The only square corner I have is the corner where the two external walls meet. The interior walls are not even close to being square. I started the rows from the interior wall because that is the area one will see first. I wanted to reduce as much cutting and fitting as possible in that area. Would I be better off starting from the exterior walls since they are square?

Thanks for all the responses.


----------



## jproffer (Mar 12, 2005)

If you don't gain too much more the trim will cover the gap. If you do you may have to use a table saw on the last pieces.


----------



## Teetorbilt (Feb 7, 2004)

I usually measure to the center of 'dominant' room. In my case, this would be the entry/living room, the space carries over into the dining area and then into the florida room. Try it with a string line, if it doesn't look right, adjust it.
Moden homes can be off by inches. Don't use cheap lasers, a good one should run about $600. The cheapies are only good for a couple of yards, if that.


----------



## JustaFramer (Jun 17, 2005)

Teetorbilt said:


> Moden homes can be off by inches. Don't use cheap lasers, a good one should run about $600. The cheapies are only good for a couple of yards, if that.


I think Teetor may be off on the price because the have come down in price. But still expect to pay 300-400 hundred for a good one. If you don't want to spend that just make sure the laser isn't very hot and has fresh batteries. Even expensive top of the line lasers wander when the battery goes low.


----------



## plumguy (Jun 23, 2005)

I have'nt graduated to laser yet! I still have about 1/2 gallon of chaulk I need to use







!! But, I usually use my framing square against the wall and then that guides my chaulkline in a staight path to the opposite wall!!


----------



## Teetorbilt (Feb 7, 2004)

Plum, a string still works great and I use it most of the time along with water levels. Lasers still degrade too much over distance for my work, if +/- 1/4" is good enough for what you do, go for it.
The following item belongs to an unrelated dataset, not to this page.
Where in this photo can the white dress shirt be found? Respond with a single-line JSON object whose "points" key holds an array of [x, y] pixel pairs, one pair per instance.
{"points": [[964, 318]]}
Your problem is not the device but the builder. I have seen walls out by as much a 4" in less than 20'! Nobody cares anymore! Get-er-done!


----------



## IceT (Mar 18, 2011)

nothing is perfect


----------



## danrb007 (Jan 4, 2011)

I think maybe what Casey is asking is if the line is square to the walls. I would do two things, measure from the parallel wall at each end of the line. The second thing is to check for square. I use the 3', 4', 5' rule to check square. What I have always done when laying tile or flooring is measure from corner to corner (no matter what shape the room is) to find the center. Then I make a T line across that center point parallel to the walls. I check my 2 lines are square with each other. then I have a center point and I can run the flooring or tile in either direction depending on what looks better.


----------



## daltinator (Mar 27, 2011)

*Straight Line*

I was wondering the same thing. It is so funny to see that people do not know what you are asking. Ya it is a straight line, but you can put that line at any angle and you will be off at the end point. So if you had a straight line using chalk or a laser level without a great reference then you can be 1 degree tilted with your straight line and be off more at the end point. I am coming to the conclusion that there are no true lines like you are asking. You need a perfect reference point. But what is a perfect reference. The equator? :laughing: So just try to allow the smallest gap possible. Like Ice T said nothing is perfect.


----------